|Current mood:|| lazy|
|Current music:||Nothing- at work|
Day is almost over
As I said before, here is where it starts.
You know, I kind of like that no one in the world ever reads this. Maybe it's too boring. No pictures, blah format. I don't really care; it feels good.
So I'm at work, day is almost over. Gonna go home, go to the store (maybe), eat a tiny bit of dinner (gotta stay under 1000 calories!), watch ANTM, and hit the sack. Boy has practise until 9:30 or so.
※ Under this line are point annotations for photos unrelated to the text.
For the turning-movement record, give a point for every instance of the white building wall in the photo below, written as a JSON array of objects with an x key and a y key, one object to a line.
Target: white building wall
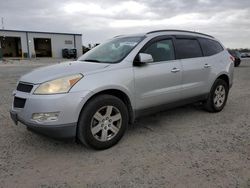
[
  {"x": 22, "y": 35},
  {"x": 57, "y": 41}
]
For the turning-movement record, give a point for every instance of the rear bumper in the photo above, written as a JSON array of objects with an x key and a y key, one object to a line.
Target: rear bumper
[{"x": 55, "y": 131}]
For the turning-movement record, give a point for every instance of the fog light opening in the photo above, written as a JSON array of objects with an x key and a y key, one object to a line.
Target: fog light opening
[{"x": 45, "y": 117}]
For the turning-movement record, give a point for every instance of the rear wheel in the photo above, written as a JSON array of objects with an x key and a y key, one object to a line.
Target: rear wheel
[
  {"x": 102, "y": 122},
  {"x": 217, "y": 97},
  {"x": 236, "y": 64}
]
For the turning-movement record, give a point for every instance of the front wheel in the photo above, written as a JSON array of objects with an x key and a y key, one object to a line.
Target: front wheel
[
  {"x": 218, "y": 96},
  {"x": 102, "y": 122}
]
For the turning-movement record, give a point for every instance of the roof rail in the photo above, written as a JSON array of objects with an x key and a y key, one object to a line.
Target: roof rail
[{"x": 156, "y": 31}]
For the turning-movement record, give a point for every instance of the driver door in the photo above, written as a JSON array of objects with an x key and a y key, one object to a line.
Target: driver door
[{"x": 158, "y": 82}]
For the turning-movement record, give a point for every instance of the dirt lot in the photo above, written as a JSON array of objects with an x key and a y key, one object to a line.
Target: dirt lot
[{"x": 183, "y": 147}]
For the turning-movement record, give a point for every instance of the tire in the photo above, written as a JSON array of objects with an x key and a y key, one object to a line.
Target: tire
[
  {"x": 102, "y": 122},
  {"x": 216, "y": 102},
  {"x": 236, "y": 64}
]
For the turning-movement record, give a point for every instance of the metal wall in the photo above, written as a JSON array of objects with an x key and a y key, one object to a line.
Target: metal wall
[{"x": 58, "y": 41}]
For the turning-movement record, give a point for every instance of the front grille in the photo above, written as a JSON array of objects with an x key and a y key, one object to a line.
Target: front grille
[
  {"x": 19, "y": 102},
  {"x": 24, "y": 87}
]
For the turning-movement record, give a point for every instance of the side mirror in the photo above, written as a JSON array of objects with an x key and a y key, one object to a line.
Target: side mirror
[{"x": 145, "y": 58}]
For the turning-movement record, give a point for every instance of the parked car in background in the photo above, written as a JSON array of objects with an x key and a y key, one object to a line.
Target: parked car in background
[
  {"x": 69, "y": 53},
  {"x": 94, "y": 98},
  {"x": 245, "y": 55},
  {"x": 237, "y": 57}
]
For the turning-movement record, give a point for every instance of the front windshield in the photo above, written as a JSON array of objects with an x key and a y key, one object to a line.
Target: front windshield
[{"x": 112, "y": 51}]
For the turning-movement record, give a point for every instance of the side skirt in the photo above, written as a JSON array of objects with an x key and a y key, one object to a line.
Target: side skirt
[{"x": 159, "y": 108}]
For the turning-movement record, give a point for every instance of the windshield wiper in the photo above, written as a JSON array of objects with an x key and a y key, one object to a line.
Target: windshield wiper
[{"x": 91, "y": 60}]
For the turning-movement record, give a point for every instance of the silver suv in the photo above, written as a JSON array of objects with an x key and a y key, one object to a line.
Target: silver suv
[{"x": 94, "y": 98}]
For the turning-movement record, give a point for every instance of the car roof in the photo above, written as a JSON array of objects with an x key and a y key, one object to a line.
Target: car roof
[{"x": 168, "y": 32}]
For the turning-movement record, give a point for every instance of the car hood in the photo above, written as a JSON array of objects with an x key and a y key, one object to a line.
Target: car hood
[{"x": 51, "y": 72}]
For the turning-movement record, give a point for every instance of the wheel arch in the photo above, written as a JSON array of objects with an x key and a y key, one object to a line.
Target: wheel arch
[
  {"x": 117, "y": 93},
  {"x": 224, "y": 77}
]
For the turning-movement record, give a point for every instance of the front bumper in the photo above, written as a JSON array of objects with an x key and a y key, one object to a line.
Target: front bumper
[
  {"x": 68, "y": 106},
  {"x": 55, "y": 131}
]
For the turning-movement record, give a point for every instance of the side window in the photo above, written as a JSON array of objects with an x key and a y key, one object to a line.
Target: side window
[
  {"x": 161, "y": 50},
  {"x": 210, "y": 47},
  {"x": 187, "y": 48}
]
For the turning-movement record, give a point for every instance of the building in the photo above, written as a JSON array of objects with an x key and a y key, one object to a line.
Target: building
[{"x": 25, "y": 44}]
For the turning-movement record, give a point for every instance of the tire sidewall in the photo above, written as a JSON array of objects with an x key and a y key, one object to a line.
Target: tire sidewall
[
  {"x": 84, "y": 124},
  {"x": 212, "y": 93}
]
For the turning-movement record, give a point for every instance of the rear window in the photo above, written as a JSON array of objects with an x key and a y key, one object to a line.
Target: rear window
[
  {"x": 187, "y": 48},
  {"x": 210, "y": 47}
]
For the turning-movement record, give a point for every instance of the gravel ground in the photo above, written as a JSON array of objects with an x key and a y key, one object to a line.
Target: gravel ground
[{"x": 183, "y": 147}]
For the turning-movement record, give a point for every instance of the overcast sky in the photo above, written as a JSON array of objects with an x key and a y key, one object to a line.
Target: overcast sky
[{"x": 98, "y": 20}]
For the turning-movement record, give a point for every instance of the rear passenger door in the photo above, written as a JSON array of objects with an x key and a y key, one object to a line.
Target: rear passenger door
[
  {"x": 158, "y": 82},
  {"x": 195, "y": 69}
]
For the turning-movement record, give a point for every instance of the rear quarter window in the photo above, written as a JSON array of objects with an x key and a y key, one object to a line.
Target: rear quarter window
[
  {"x": 210, "y": 47},
  {"x": 187, "y": 48}
]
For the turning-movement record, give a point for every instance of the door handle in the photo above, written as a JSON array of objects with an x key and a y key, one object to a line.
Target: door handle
[
  {"x": 174, "y": 70},
  {"x": 207, "y": 65}
]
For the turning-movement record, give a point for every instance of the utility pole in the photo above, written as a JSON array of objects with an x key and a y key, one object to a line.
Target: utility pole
[
  {"x": 1, "y": 40},
  {"x": 2, "y": 23}
]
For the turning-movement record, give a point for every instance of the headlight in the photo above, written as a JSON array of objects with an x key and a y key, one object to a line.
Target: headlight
[{"x": 60, "y": 85}]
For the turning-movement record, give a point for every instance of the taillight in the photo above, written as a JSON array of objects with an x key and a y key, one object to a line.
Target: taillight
[{"x": 232, "y": 58}]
I came so close to p/ today. Ate my whole sandwich at lunch and then felt SO sick. And pissed at myself for being a glutton. It's like, I can think those things, and at the same time I think, man you're CRAZY for feeling like that. And then I feel bad that I'll never eat a real full meal again. And that my love makes me all this food and tries SO hard to make me better.
That brings me to another thing. I want to write to a songwriter I respect and see what they do about writing songs while with people. As in, writing songs about exes, about depression, about all that stuff, knowing that their partner is going to read it. S says that he won't think about it in a bad way; he wants me to write and not be selfconscious about it or worry about what he's going to say. But he doesn't really mean it. I know he wants to, but he can't. Ever since I wrote that one song about Sam. It's so hard.
Life is pretty damn hard. I wonder when my next breakdown will be. I feel so bad for S.
It's like, there's no doubt that he was made for me and vice versa, and it makes me happy. But I am a burden on him, and I have unresolved issues that I don't really want to resolve. And that's not fair to him. He tries so hard to help, and I don't. I just want to stay with him and be myself. Myself happens to be undeniably self-destructable. But I don't do the drugs anymore, not the drinking, not the bad floozy stuff, so it's just this. I can control myself with eating. Or not eating.
But back to the music. I really don't wanna practise. I just want to be good and tour.